We had the good fortune to be invited to a reception at the American ambassador’s residence last night where Nathan Myhrvold was the guest of honor. Among other achievements, Myhrvold is the co-author of Modernist Cuisine, a six-volume book on the art and science of cooking. This is an amazing book, which shows in glorious photographs what happens when you apply heat to food. Though priced way too high for the average person who cooks at home and wants to understand the chemical and physical processes of food preparation (400€ on the Continent), it will undoubtedly help professional chefs who want to improve their cooking techniques. For those who are not professional cooks, if they can get a hold of a copy we are certain that they will spend many happy hours just browsing through the fantastic photographs.
Mr. Myhrvold is in Europe to promote the European editions of his book. It will soon be released in French, Spanish, and German. Myhrvold is hobnobbing with some of France’s greatest chefs as part of this effort—Pierre Hermé and Jacques Le Divellec were among the invitees for the Ambassador’s soirée on Saturday, and Myhrvold met with Alain Ducasse on Friday evening.

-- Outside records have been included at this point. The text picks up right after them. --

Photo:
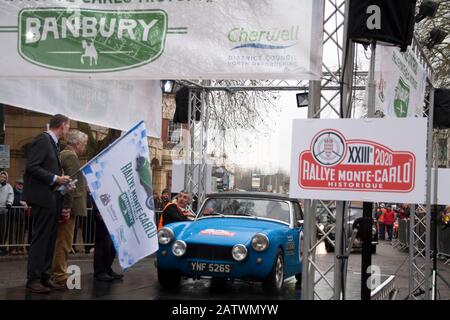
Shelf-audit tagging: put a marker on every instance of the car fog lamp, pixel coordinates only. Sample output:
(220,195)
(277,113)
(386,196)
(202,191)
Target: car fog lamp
(179,248)
(165,236)
(239,252)
(260,242)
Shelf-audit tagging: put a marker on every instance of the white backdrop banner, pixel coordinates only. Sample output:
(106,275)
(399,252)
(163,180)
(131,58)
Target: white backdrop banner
(107,103)
(401,82)
(178,172)
(359,160)
(143,39)
(443,186)
(120,182)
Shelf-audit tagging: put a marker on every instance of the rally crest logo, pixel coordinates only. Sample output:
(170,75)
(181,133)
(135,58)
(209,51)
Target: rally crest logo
(334,163)
(88,40)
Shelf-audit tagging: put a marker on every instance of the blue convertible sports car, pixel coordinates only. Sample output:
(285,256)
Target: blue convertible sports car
(251,236)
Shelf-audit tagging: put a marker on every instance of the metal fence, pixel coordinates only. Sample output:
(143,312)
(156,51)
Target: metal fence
(16,230)
(402,242)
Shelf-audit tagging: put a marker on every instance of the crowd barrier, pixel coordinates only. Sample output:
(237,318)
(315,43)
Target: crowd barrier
(16,230)
(443,234)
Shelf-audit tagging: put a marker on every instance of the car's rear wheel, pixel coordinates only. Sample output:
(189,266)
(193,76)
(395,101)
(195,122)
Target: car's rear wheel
(329,247)
(169,279)
(274,281)
(298,277)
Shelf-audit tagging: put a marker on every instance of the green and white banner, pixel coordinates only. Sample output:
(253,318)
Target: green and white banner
(108,103)
(120,182)
(164,39)
(401,82)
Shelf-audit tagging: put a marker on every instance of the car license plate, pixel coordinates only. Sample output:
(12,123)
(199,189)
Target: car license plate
(210,267)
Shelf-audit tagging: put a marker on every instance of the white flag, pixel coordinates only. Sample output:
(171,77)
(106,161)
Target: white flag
(121,185)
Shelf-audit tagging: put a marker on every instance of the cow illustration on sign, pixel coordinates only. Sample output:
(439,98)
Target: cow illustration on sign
(89,52)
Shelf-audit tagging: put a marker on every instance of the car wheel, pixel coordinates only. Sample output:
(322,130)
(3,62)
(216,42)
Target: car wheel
(329,247)
(298,277)
(274,281)
(169,279)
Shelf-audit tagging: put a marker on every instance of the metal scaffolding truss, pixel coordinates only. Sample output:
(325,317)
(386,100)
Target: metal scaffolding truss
(324,102)
(319,281)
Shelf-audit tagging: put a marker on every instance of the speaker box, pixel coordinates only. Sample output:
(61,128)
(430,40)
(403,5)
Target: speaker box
(182,106)
(389,22)
(441,118)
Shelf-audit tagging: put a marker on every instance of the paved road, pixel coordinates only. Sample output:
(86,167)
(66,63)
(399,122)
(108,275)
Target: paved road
(140,281)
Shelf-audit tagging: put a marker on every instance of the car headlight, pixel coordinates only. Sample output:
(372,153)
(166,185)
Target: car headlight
(179,248)
(260,242)
(239,252)
(165,236)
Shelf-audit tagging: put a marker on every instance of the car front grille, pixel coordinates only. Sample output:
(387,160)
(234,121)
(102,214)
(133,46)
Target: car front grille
(208,252)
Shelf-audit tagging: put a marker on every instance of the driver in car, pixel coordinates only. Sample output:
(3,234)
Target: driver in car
(176,211)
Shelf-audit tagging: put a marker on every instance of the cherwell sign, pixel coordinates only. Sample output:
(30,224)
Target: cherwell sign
(142,39)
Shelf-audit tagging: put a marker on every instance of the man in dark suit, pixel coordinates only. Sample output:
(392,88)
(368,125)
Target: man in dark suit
(43,174)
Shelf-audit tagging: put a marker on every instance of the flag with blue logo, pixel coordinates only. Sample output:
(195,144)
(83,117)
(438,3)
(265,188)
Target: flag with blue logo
(120,182)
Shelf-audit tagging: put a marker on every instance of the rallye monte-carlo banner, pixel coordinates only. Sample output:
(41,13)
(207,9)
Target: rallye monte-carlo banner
(164,39)
(120,182)
(401,82)
(359,159)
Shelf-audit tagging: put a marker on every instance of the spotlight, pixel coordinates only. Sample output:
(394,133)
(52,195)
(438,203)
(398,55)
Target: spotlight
(437,36)
(427,9)
(302,100)
(167,86)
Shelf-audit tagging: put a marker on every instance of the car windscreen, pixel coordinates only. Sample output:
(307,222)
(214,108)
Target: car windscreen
(262,208)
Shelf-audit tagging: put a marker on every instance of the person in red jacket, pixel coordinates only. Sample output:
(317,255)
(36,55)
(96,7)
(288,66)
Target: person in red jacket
(389,219)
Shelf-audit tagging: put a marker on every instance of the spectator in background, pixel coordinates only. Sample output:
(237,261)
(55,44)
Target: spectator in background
(177,210)
(403,211)
(389,219)
(104,251)
(73,204)
(6,201)
(165,198)
(380,218)
(18,219)
(157,201)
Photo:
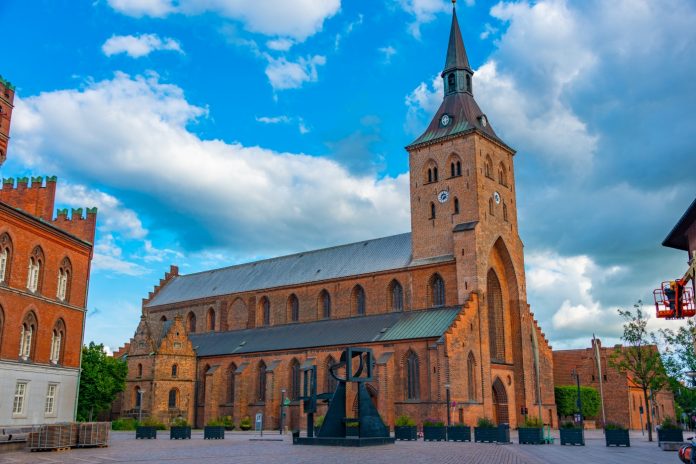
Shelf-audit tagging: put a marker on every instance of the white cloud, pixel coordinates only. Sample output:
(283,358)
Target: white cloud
(139,46)
(297,19)
(210,193)
(284,74)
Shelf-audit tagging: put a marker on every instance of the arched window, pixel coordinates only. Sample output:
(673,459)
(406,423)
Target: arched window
(191,322)
(35,275)
(325,302)
(294,307)
(471,376)
(64,280)
(261,383)
(266,310)
(5,257)
(358,302)
(396,296)
(294,379)
(57,338)
(172,398)
(211,320)
(437,290)
(27,341)
(496,321)
(412,376)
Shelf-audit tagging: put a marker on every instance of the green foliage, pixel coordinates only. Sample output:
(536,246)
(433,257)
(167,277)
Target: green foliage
(404,420)
(102,378)
(484,423)
(532,422)
(567,397)
(245,423)
(124,424)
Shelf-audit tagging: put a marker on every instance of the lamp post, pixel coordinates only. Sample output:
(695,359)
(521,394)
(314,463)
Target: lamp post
(447,397)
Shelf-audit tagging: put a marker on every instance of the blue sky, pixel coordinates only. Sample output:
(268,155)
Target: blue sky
(212,132)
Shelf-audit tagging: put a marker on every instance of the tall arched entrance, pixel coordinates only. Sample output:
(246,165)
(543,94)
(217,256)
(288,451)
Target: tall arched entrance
(500,409)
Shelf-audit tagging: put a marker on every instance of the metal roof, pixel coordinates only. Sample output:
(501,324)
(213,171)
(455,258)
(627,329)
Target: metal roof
(381,254)
(427,323)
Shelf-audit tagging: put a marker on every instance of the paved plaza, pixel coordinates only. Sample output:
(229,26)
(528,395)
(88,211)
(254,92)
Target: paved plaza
(238,448)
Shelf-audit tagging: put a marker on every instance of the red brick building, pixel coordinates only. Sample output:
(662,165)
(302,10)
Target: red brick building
(443,306)
(44,274)
(623,400)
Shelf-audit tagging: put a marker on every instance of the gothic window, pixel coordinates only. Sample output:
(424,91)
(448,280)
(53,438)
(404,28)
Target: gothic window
(294,379)
(191,322)
(412,376)
(57,339)
(471,376)
(396,296)
(211,319)
(5,258)
(496,321)
(325,302)
(64,280)
(437,291)
(34,277)
(261,383)
(358,300)
(172,398)
(27,341)
(266,310)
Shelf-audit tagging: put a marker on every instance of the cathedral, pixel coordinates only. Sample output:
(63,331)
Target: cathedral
(443,307)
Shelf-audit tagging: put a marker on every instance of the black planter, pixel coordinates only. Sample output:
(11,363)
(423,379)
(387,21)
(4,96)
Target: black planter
(143,431)
(617,438)
(670,435)
(214,432)
(406,432)
(531,435)
(458,433)
(434,433)
(573,437)
(180,433)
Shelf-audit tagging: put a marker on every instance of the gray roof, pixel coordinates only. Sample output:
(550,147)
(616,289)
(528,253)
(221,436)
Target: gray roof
(381,254)
(427,323)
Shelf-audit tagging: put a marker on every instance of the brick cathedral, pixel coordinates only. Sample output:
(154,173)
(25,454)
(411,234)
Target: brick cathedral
(444,306)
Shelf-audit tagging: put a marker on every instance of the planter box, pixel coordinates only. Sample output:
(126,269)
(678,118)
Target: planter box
(670,435)
(180,433)
(458,433)
(531,435)
(144,431)
(434,433)
(214,432)
(617,438)
(573,437)
(406,432)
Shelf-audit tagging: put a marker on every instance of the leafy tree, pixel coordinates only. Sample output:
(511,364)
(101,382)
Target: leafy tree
(102,378)
(567,397)
(639,357)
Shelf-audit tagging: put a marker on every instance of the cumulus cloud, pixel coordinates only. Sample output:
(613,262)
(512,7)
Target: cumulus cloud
(296,19)
(208,192)
(139,46)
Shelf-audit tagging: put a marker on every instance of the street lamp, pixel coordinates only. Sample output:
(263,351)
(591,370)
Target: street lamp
(447,397)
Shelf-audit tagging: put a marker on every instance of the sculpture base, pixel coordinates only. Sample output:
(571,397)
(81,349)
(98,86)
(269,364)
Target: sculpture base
(338,441)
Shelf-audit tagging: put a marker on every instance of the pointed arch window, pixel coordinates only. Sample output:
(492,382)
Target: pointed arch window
(437,291)
(396,296)
(412,376)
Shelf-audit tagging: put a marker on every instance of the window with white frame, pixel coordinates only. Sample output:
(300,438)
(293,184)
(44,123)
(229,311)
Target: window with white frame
(19,398)
(50,408)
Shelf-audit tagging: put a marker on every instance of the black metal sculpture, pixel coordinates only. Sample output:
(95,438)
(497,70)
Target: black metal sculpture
(358,364)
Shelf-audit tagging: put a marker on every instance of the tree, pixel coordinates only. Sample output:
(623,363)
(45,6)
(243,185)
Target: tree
(639,357)
(102,378)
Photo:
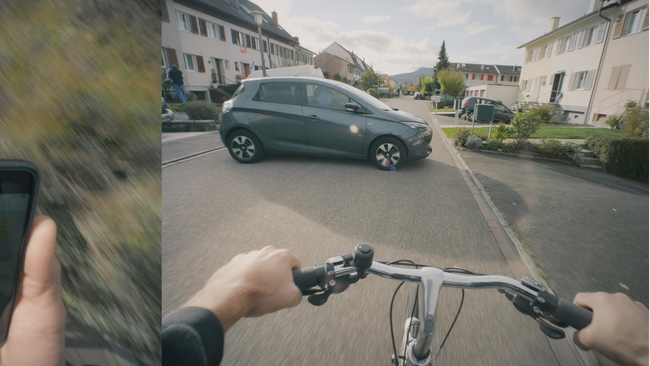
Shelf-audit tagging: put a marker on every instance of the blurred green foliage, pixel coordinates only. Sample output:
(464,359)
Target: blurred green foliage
(79,85)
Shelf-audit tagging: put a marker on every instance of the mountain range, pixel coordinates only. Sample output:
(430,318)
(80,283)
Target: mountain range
(413,77)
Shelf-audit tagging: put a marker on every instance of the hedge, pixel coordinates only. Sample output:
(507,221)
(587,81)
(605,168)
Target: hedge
(623,156)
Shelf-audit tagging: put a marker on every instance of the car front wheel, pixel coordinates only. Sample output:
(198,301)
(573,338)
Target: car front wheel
(388,153)
(245,147)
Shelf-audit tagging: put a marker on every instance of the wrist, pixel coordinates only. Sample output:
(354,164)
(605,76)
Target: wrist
(229,305)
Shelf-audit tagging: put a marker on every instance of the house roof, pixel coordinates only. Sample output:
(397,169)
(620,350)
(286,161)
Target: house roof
(485,68)
(240,16)
(586,16)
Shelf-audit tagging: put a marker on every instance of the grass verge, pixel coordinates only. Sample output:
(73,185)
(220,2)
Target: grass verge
(547,132)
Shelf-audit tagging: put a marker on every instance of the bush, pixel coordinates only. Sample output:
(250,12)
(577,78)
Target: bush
(461,137)
(474,143)
(525,124)
(571,148)
(624,156)
(552,148)
(545,112)
(201,110)
(502,131)
(493,144)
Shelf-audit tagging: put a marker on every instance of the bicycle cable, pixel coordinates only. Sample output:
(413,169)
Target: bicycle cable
(390,315)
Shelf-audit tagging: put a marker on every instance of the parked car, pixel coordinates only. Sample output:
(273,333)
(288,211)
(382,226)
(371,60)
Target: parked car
(319,117)
(501,112)
(168,114)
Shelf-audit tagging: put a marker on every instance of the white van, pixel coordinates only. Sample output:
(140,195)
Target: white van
(306,70)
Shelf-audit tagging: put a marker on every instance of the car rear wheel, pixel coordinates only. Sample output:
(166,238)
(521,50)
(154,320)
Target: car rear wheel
(245,147)
(388,153)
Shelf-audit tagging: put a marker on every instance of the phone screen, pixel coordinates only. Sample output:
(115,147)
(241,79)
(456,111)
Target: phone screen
(17,190)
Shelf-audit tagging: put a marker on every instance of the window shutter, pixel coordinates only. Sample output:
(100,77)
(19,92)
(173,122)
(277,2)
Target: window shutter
(616,70)
(572,80)
(618,26)
(622,78)
(589,79)
(171,56)
(602,27)
(194,26)
(203,27)
(165,13)
(581,39)
(199,63)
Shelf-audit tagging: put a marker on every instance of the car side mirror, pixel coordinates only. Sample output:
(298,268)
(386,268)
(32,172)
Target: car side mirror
(351,107)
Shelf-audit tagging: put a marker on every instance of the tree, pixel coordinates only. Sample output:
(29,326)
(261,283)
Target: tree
(369,79)
(443,63)
(451,82)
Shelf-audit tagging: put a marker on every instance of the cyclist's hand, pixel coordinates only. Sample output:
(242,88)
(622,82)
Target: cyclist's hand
(619,329)
(37,331)
(252,284)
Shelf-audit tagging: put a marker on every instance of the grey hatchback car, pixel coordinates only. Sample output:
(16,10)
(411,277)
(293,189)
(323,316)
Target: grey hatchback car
(319,117)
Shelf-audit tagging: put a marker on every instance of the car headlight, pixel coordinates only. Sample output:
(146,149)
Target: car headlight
(227,105)
(415,125)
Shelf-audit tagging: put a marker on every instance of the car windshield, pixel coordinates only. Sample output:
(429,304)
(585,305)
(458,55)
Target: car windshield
(366,97)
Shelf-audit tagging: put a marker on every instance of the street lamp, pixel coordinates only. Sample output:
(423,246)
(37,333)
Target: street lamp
(258,20)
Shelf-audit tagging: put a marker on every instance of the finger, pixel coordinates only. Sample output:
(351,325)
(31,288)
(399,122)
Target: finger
(578,342)
(41,265)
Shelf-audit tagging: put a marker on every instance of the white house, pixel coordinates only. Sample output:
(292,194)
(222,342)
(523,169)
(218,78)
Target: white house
(216,43)
(592,66)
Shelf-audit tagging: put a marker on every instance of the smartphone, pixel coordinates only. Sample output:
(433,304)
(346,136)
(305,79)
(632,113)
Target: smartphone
(19,182)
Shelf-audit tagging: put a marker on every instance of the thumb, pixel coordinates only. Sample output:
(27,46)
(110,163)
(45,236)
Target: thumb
(42,270)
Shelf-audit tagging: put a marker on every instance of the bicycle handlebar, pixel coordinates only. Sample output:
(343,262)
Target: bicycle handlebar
(528,296)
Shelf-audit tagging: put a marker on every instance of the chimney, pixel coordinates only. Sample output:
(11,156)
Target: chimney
(555,21)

Ambassador Rivkin introduced Myhrvold—I do not remember his exact words—as being a modern-day Diderot. Denis Diderot was a major figure of the Enlightenment and co-founder and chief editor of an encyclopedia published in France between 1751 and 1772 that helped change the way people viewed the world. I do not think it an exaggeration to say—and this is probably what Ambassador Rivkin said—that Myhrvold’s book Modernist Cuisine will change the way that people view cooking and food.